Critics of the proposal say it would shift thousands of dollars in costs to beneficiaries. However, the Romney campaign says competition among insurers will keep costs down and that the goal is to avoid making beneficiaries pay more for coverage.
However, the Romney campaign has been vague in detailing whether beneficiaries will have guaranteed benefits that the private plans must cover.

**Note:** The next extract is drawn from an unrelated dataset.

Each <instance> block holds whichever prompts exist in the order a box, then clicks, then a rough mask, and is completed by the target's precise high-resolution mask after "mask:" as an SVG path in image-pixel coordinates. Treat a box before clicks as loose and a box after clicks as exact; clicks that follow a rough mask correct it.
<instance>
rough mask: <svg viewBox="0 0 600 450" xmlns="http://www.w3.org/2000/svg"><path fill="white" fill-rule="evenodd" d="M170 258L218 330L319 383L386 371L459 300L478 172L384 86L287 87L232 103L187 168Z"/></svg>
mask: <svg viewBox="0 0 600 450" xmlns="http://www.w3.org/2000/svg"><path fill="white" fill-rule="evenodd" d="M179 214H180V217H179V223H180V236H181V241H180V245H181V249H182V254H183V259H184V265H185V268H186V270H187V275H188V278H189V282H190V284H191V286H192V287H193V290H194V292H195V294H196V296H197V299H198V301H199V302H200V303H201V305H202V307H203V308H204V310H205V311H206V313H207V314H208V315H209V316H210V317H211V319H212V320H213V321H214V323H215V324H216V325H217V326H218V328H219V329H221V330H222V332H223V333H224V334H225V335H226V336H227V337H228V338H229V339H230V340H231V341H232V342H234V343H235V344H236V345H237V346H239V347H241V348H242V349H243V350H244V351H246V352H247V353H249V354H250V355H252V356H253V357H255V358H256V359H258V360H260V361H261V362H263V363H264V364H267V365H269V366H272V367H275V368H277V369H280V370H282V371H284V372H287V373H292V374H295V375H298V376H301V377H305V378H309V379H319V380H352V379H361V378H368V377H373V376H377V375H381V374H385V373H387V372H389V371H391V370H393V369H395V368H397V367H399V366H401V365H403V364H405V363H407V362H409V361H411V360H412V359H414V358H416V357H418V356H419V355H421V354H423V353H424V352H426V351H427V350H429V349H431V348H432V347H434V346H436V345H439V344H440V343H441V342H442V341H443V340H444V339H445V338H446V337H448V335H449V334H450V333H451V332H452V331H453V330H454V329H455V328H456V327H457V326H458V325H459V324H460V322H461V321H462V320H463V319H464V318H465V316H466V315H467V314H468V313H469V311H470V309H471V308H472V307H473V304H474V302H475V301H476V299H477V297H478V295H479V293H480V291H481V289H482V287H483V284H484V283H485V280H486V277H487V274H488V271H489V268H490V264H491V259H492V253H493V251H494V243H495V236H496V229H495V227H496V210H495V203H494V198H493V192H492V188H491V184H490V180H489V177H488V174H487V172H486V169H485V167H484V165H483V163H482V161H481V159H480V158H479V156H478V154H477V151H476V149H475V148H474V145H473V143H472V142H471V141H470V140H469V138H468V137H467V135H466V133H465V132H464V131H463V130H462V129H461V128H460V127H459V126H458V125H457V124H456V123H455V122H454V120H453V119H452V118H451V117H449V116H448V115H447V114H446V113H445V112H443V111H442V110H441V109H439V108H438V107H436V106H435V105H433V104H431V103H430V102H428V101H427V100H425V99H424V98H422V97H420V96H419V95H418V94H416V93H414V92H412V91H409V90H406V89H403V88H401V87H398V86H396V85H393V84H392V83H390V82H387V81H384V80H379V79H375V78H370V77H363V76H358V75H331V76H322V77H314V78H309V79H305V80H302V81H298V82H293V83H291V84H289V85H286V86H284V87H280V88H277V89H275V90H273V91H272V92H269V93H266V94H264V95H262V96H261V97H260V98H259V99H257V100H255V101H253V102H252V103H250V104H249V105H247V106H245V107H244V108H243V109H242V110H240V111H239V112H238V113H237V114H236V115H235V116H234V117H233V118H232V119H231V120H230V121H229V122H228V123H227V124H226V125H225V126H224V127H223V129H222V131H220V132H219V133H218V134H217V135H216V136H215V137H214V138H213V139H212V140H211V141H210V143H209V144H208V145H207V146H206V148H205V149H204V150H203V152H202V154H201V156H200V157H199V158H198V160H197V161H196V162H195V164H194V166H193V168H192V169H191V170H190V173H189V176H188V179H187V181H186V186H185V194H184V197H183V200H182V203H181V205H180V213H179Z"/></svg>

Romney's website states, "All insurance plans must offer coverage at least comparable to what Medicare provides today." Some experts say the term "comparable" could mean dollar value, not actual benefits (Alonso-Zaldivar , AP/San Francisco Chronicle, 9/24).
Meanwhile, under Obama's plan, future Medicare beneficiaries would pay higher premiums, according to the AP/San Francisco Chronicle.
In 2017, a single retiree with an annual income of $86,000 would pay $447 more in premiums for Medicare's outpatient and prescription drug coverage, and a married couple with an annual income of $175,000 would pay about $894 more, according to the Kaiser Family Foundation.
Obama's campaign also has suggested that the president might be open to increasing the Medicare eligibility age from 65 to 67, according to the AP/Chronicle (Alonso-Zaldivar , AP/San Francisco Chronicle, 9/24).